Şeftali nerede allah aşkına birisi bana göstersin, sadece Gürsu'nun bahçelerine sıkışmış olan şeftali biraz da Yeniceabat tarafında kaldı. Nerede bolluk?
Ayrıca şeftali bol olsa ne olur? Tarım mı kaldı Bursa'da toprağı ve şeftaliği çoktan teslim etmedik mi sanayiye.
Sanayiye teslim etmek derken öyle böyle değil, bazı parselleri, dönüm dönüm tarlaları sanayiye ve fabrika binalarına teslim ederken, kalan tarlaları da, o fabrikalardan akan zehirli sular ile sulayarak bütün insanlığa zarar vermiyor muyuz.
İmar barışı kapsamında da Bursa ovasında mantar gibi büyüyen seçim kondu evler de bu yok oluşu adeda perçinlemiş oldu.

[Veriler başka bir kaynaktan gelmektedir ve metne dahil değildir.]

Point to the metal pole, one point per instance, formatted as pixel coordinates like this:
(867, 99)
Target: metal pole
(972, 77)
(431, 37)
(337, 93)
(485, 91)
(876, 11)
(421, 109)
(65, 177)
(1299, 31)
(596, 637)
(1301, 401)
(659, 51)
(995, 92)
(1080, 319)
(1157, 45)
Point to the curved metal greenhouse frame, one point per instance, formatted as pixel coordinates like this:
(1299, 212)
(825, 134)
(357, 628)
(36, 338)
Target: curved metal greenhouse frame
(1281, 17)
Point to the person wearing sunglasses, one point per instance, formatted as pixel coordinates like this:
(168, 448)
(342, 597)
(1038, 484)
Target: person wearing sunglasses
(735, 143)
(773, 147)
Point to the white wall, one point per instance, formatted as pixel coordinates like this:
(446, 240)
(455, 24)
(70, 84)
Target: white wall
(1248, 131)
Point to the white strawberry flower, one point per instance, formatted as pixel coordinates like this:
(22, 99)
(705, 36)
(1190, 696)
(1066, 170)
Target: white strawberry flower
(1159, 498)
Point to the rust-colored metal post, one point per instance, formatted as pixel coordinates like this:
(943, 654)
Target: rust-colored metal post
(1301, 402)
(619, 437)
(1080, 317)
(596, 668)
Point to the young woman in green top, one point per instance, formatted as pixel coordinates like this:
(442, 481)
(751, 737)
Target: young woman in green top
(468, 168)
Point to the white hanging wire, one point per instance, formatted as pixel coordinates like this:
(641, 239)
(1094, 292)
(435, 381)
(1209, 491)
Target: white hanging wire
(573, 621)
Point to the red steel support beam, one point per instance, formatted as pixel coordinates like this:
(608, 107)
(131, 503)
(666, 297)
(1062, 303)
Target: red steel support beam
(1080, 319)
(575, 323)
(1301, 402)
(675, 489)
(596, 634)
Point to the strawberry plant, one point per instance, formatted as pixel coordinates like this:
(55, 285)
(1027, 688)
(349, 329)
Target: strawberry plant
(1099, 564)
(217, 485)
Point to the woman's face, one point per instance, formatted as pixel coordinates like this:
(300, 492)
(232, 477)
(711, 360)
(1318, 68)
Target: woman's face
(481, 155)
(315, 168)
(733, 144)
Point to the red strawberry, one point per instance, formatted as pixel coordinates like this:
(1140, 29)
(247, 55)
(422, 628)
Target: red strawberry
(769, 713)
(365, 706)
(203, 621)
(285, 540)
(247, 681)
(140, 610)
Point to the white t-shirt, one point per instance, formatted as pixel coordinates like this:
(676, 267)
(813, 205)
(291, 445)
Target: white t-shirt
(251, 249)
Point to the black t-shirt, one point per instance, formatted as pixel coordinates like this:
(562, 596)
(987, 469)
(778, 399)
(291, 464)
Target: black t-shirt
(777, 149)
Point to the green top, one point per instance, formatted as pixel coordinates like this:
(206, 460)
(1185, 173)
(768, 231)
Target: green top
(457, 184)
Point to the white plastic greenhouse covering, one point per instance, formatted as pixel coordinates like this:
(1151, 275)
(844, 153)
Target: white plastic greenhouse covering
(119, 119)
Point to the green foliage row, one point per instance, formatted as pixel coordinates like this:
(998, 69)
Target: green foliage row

Geçtiğimiz gün Gazete ABC'yi ziyarete gelen bir köylü beyefendi, Anadolu ve İslam kültürünün en güzel örneklerinden birisi olan hediyeleşme duygusu ile, bize bahçesinden topladığı şeftalileri getirdi sağolsun, yüreğine sağlık Allah razı olsun.
Tam o sırada Gazeteci İbrahim Erdoğan geldi oturduk birlikte hoş sohbet ederken, İbrahim Erdoğan'a şeftali dilimle de yiyelim başkanım dedim.
O'da sağolsun kırmadı. Fakat baktım şeftaliyi soymaya başladı.
Soymadna gerek yok dedim.
İbrahim Erdoğan" soymadan yiyemeyiz, eski şeftaliler değil bunlar ilaçlar çok tehlikeli" dedi.
Bu cevap beni oldukça düşündürdü doğrusu.
BURSA YA ŞEFTALİSİNDEN VAZGEÇMELİ, YADA SANAYİLEŞMEYİ OVADAN UZAKLAŞTIRMALI.
Birazda sizleri düşündürmesi dileği ile kalın sağlıcakla.